What’s the problem with print?

Have you ever wanted to print a web page? How often do you find that what you have printed has a multi-coloured banner and navigation buttons or worse, text that disappears off the edge of your page?

Why does it occur to so few website designers and developers that you might want to print a page? After all, you might want to:

  • read an article away from the computer
  • show it to a friend
  • file it away for future reference.

What are the options?

There are a number of different ways to provide printer-friendly web pages:

  • style sheets
  • scripting
  • portable document format (PDF) files.

Style sheets

One option is style sheets. These take a little time and thought to set up, but almost no maintenance. The key is to build your site around valid HTML/XHTML and CSS: it’s then quite easy to have one style sheet which controls the appearance of files on screen and a second which controls the appearance of files sent to a printer. (You can also set up style sheets for mobile devices and screen readers, but that’s an article for another day.)

If you don’t want to print a page, find the Print Preview option on your browser and notice the difference between what you see in your browser and what will print. You can find examples at A list apart and456 Berea St.

The main downside of this approach is that (unless they always preview before printing) visitors won’t find out what the print version looks like until they’ve printed it. Oh, and if you don’t check carefully, you can end up with pages that don’t quite fit on your page: on some sites, the printed pages lose 4 or 5 characters from the right margin. I suspect they might have been checked on US letter paper, which is a little wider than A4.


On many large sites, such as Wikipedia, content pages include a button or link labelled ‘Print’ or something similar. In general, these present the visitor with a new page (sometimes in a new window) with menus, ads and similar elements removed.

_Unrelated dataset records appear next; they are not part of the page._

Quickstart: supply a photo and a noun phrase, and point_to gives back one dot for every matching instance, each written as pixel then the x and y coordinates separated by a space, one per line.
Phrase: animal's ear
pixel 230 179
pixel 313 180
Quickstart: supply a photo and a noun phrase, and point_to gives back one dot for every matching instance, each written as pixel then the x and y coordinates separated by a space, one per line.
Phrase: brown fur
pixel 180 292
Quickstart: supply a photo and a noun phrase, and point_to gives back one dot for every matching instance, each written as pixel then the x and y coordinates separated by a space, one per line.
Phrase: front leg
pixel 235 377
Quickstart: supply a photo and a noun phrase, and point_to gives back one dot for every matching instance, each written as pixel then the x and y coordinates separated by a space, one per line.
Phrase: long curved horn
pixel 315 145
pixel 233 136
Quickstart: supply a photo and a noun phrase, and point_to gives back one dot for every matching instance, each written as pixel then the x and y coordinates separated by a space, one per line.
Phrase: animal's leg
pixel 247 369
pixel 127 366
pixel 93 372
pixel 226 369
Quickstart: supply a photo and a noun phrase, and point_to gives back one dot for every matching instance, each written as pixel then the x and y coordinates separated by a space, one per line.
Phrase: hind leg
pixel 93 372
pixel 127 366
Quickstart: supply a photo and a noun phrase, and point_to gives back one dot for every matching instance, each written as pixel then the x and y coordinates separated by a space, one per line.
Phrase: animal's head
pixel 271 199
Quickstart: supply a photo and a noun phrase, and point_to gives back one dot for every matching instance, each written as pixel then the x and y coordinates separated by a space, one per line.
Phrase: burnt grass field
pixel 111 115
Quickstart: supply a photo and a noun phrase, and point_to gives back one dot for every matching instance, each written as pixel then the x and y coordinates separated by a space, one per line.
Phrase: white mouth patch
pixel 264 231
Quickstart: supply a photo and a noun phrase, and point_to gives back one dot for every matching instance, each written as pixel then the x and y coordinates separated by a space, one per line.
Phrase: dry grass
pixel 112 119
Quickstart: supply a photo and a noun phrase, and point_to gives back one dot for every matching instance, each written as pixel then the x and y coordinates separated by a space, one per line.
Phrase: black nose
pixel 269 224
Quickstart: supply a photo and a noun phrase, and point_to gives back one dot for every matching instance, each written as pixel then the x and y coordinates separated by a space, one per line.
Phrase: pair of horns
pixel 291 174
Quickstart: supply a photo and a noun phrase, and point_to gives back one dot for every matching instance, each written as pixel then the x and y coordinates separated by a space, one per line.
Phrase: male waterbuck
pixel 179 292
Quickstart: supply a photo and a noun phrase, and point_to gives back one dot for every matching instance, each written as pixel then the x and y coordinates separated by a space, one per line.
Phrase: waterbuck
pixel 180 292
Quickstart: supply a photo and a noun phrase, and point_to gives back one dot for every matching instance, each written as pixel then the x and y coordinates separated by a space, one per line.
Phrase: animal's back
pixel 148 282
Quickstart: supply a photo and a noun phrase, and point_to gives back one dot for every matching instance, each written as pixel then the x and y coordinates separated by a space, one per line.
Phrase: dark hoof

Like style sheets, these take some work to set up and test, but are relatively low-maintenance after that. They do require an extra click for the user, but also offer more control.

Wikipedia has the added feature of ‘books’: a reader can combine a number of articles into a single file, which can be downloaded as a PDF or ODF file.

PDF files

For many people who have been using the web for a while, PDF is the first format they think of when it comes to printable versions of web pages. PDFs have many advantages: most people have Adobe™ Acrobat® Reader, and if they don’t they can download it free of charge from Adobe.

This is the ideal format if it’s important that the document your visitors print looks exactly the same as the one you see on your computer. While Acrobat itself is not cheap, there is a range of free or inexpensive software available to create your own PDF files.

The downside is that every time you make a change to a document, you need to make it in two files (the HTML and the PDF) or end up with two different versions. Again, there is software available to create both HTML and PDF files from a single source, but this means extra work in the setup stages.

So what’s the answer?

There is no one ‘right’ answer: there are only options. Developers and site owners need to consider the possibility that some visitors will want to print their content, and provide an option. Fail to do so and you risk irritating – even alienating – a group of your site visitors: they may not return.